What self-serving nonsense. Personally, I engaged with the larger truths of being human by watching my daughter being born, facing personal catastrophe, falling in love, all kinds of other occurences. My experience of those may have been slightly influenced by what I had read, but no way was my confrontation with what it means to be human happening on a page, or a screen, in the form of words.
I may have had the good fortune to learn from some of the finest minds in human history by reading, but that happened because they happened to write, and language was a uniquely durable medium for preserving and passing down what they said and thought. But it delivers a residue, nothing more. Over time, of course we’ll elect for the best, but to dignify reading with the merit is the worst kind of media-is-the-message fallacy.

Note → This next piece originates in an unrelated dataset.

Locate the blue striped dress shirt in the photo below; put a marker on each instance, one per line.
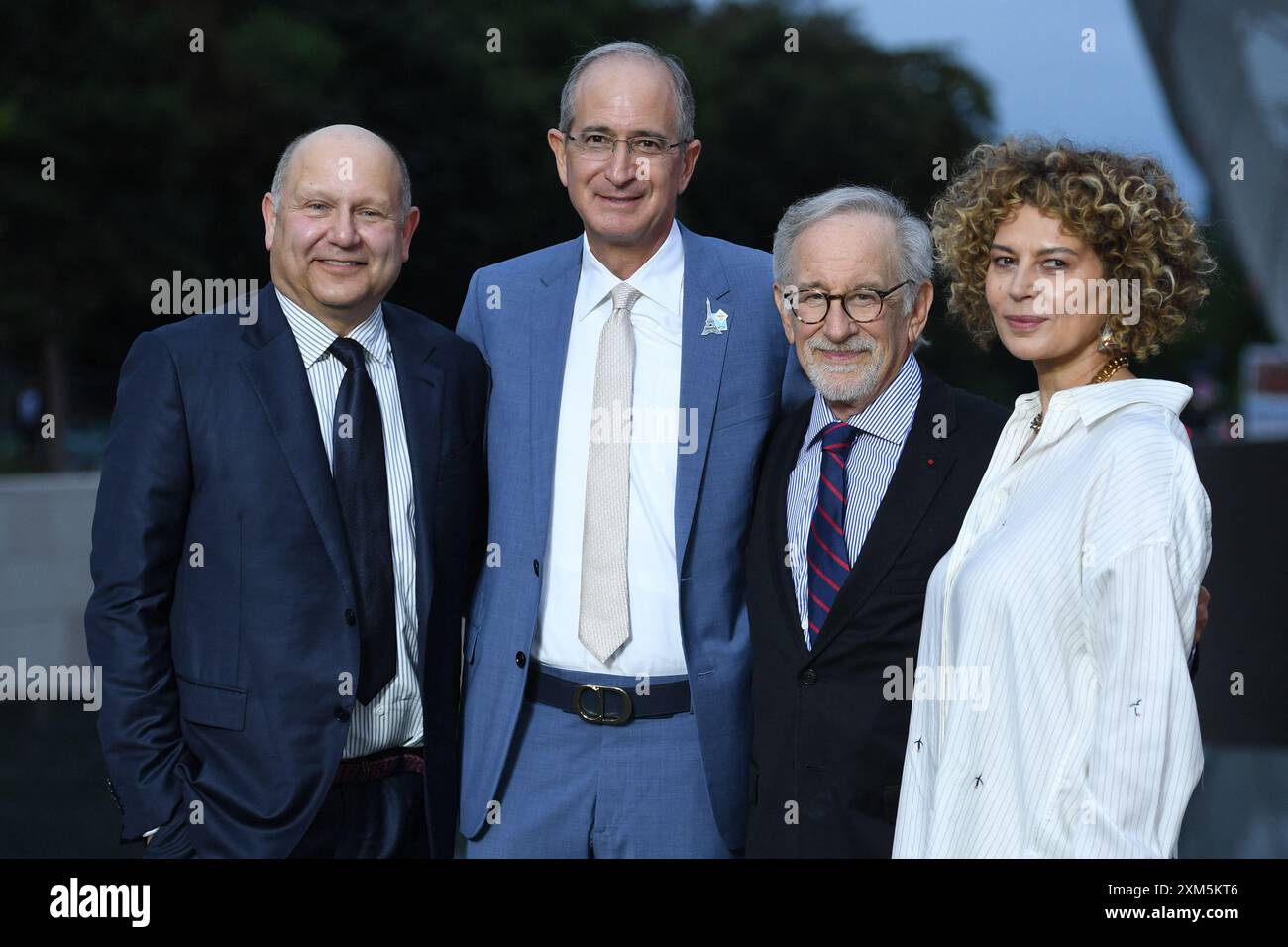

The best and finest who didn’t write are unjustly mute, cut out of personal contact with generations to come. They don’t deserve that exclusion. And reading doesn’t deserve that elevation. A fine and private thing, yes, but reading in itself doesn’t lift you above the pack, take you higher, do whatever else it is that someone casting about for a spurious sense of self-importance wants. When I see the kind of bilge that sluices through any genuine list of “New Books In Print”, and reflect that much of that stuff will actually get read, it’s enough to devalue the act of reading. Plus, when someone starts telling you that the ultimate good of private act X Y or Z is not personal and private, but for society, you know that they’re a bogus apologist.
Reading is one arena, only, where the confrontation with human reality may start. Rather than compassionate, it is terrifyingly dispassionate. And it is likely to fail you, like most every such confrontation. Read if you dare, at your peril. Go on, read.